Jaylani Hussein, diretor executivo da seção de Minnesota do Conselho de Relações Americano-Islâmicas, estava no native do tiroteio brand após.
“Quero que as pessoas se lembrem de que é assim que as nações entram em colapso – quando os vizinhos se voltam uns contra os outros”, disse ele.
Ao saírem, as pessoas gritaram e atiraram bolas de neve – e os agentes atingiram alguns com spray de pimenta e bolas de pimenta. Médicos voluntários correram para ajudar aqueles que foram atingidos por produtos químicos, lavando-lhes os olhos e dizendo-lhes como tratar as irritações depois que saíssem.
Torres DeSantiago e outros observadores espalharam a notícia de que o ICE havia saído, no momento em que uma série de assobios e buzinas começou à distância: o ICE estava de volta ao trabalho e dezenas de pessoas correram para o próximo native para tentar atrapalhar os agentes.

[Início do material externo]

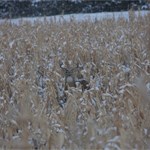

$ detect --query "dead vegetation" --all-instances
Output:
[0,12,150,150]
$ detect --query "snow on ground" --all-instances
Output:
[0,11,150,24]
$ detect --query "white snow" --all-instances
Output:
[0,10,150,25]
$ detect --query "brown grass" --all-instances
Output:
[0,12,150,150]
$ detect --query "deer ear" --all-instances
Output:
[59,60,63,67]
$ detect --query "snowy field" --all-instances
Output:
[0,11,150,24]
[0,11,150,150]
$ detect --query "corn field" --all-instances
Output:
[0,12,150,150]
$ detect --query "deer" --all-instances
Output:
[59,62,90,92]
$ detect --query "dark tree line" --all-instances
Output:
[0,0,148,18]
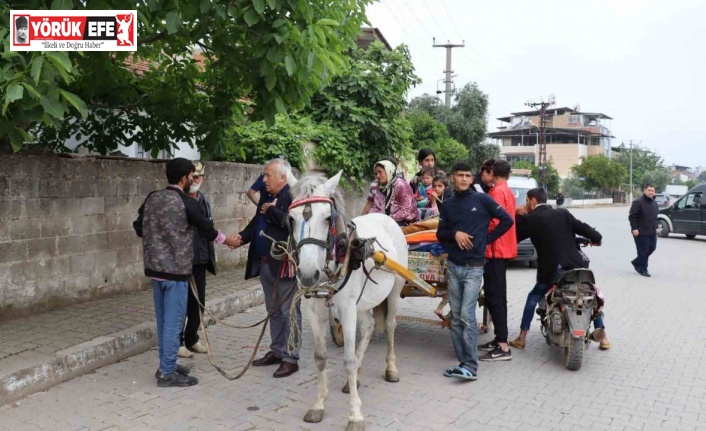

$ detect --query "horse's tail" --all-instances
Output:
[373,298,387,335]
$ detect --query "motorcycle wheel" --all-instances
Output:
[564,337,584,371]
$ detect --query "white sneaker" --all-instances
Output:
[189,341,208,353]
[177,346,194,358]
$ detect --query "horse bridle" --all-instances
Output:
[288,196,337,266]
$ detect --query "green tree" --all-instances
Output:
[409,82,500,167]
[0,0,371,153]
[571,154,625,190]
[407,110,468,172]
[640,168,670,193]
[613,144,664,184]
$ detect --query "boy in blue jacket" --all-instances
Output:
[436,162,514,380]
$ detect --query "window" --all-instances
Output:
[677,192,702,210]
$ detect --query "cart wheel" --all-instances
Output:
[329,317,343,347]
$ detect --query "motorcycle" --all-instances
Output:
[537,237,603,371]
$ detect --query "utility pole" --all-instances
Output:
[525,96,554,191]
[432,38,466,108]
[630,139,633,202]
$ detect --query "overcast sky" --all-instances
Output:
[368,0,706,167]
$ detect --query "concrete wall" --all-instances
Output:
[0,156,249,318]
[0,155,364,319]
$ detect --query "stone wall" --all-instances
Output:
[0,155,362,319]
[0,155,262,318]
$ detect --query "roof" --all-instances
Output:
[355,27,392,50]
[498,107,612,123]
[488,124,615,138]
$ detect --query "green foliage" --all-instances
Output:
[571,154,625,190]
[407,110,468,172]
[304,42,421,187]
[512,160,561,195]
[613,144,664,184]
[409,82,500,171]
[633,168,670,193]
[0,0,371,153]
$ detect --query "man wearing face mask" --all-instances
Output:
[177,160,216,358]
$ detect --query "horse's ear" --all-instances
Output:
[324,170,343,196]
[287,169,299,187]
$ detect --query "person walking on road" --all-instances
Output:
[133,157,238,387]
[628,184,659,277]
[478,160,517,361]
[436,162,514,380]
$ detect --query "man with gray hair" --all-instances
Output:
[230,158,302,378]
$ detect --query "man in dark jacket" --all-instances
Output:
[133,158,238,387]
[510,188,610,350]
[177,160,216,358]
[628,184,659,277]
[232,159,302,378]
[436,163,513,380]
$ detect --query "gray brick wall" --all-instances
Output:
[0,155,362,319]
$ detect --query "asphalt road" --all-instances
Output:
[0,207,706,431]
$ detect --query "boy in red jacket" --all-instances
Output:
[478,160,517,361]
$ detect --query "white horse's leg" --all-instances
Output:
[304,299,329,423]
[385,286,403,383]
[338,302,365,431]
[343,310,375,394]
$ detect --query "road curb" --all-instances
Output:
[0,285,265,406]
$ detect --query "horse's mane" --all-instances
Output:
[290,175,345,216]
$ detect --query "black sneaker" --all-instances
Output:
[478,340,499,352]
[478,346,512,361]
[154,364,191,379]
[157,372,199,388]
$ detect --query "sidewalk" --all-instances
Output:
[0,268,264,406]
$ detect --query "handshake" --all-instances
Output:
[223,233,243,250]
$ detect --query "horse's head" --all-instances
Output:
[289,172,341,287]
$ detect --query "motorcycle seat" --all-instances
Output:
[554,268,596,286]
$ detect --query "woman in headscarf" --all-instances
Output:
[368,160,417,226]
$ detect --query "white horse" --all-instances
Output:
[289,172,408,431]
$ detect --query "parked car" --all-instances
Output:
[507,176,538,268]
[655,193,670,208]
[657,183,706,239]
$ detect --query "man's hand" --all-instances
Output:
[223,233,243,250]
[455,231,473,250]
[260,199,277,215]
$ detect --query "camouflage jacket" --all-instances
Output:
[133,187,218,281]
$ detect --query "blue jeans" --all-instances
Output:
[448,262,483,375]
[152,280,189,376]
[520,278,605,331]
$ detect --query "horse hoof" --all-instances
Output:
[385,371,400,383]
[304,410,324,424]
[341,379,360,394]
[346,422,365,431]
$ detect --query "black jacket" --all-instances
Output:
[194,192,216,275]
[628,195,659,235]
[240,184,292,280]
[436,189,513,265]
[516,205,603,283]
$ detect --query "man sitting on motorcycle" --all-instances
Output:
[510,188,611,350]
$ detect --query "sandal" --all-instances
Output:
[451,367,478,381]
[508,338,525,350]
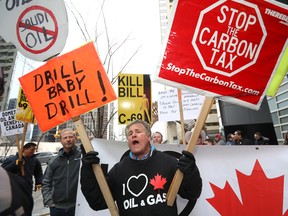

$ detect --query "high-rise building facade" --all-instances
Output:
[268,74,288,144]
[0,37,17,111]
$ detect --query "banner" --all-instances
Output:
[118,74,152,125]
[19,42,116,132]
[155,0,288,109]
[16,87,36,124]
[0,109,24,136]
[158,89,205,121]
[76,139,288,216]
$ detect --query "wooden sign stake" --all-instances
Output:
[178,89,186,144]
[16,123,28,176]
[73,116,119,216]
[167,97,214,206]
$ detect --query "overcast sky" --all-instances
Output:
[10,0,161,101]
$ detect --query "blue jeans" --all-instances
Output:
[50,206,75,216]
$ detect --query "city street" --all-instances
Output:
[32,164,50,216]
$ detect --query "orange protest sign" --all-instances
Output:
[19,42,116,132]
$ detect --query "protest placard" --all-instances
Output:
[158,88,205,121]
[118,74,152,125]
[0,109,24,136]
[19,43,116,132]
[0,0,68,61]
[16,87,36,124]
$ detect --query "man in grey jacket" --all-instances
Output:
[42,128,81,216]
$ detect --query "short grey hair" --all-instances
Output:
[125,119,151,138]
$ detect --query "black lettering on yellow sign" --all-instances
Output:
[118,76,143,98]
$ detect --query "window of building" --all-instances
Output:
[276,91,288,101]
[271,112,279,125]
[278,100,288,109]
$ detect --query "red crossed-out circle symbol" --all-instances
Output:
[16,6,58,54]
[192,0,267,77]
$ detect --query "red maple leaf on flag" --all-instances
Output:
[149,173,167,190]
[207,160,288,216]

Ele voltou para o carro, apenas para encontrar mais agentes do ICE em uma loja de um dólar em um purchasing a poucos minutos de distância. Chegavam mensagens de agentes presentes em todo o estado. O coro de assobios e buzinas continuou e ele saiu para obter mais informações. Transeuntes no purchasing perguntaram o que estava acontecendo – tanto no purchasing quanto no tiroteio.
“Este não é um comportamento regular do dia a dia, quando vemos uma mulher ser arrastada de bruços no chão de concreto, ou ser atingida por spray de pimenta ou baleada. [by] balas de borracha ou [where] Já vi um indivíduo com deficiência ser violentamente empurrado para o chão, e ver famílias serem despedaçadas, ou ver um deadlock que acontece no topo do telhado em temperaturas negativas”, disse Torres DeSantiago. “E o que devemos fazer? Continuar tomando nosso café como se nada tivesse acontecido?
“Isto não é regular. Não é regular para a nossa psique ver este nível de violência e assumir que ficaremos bem com o que está a acontecer.”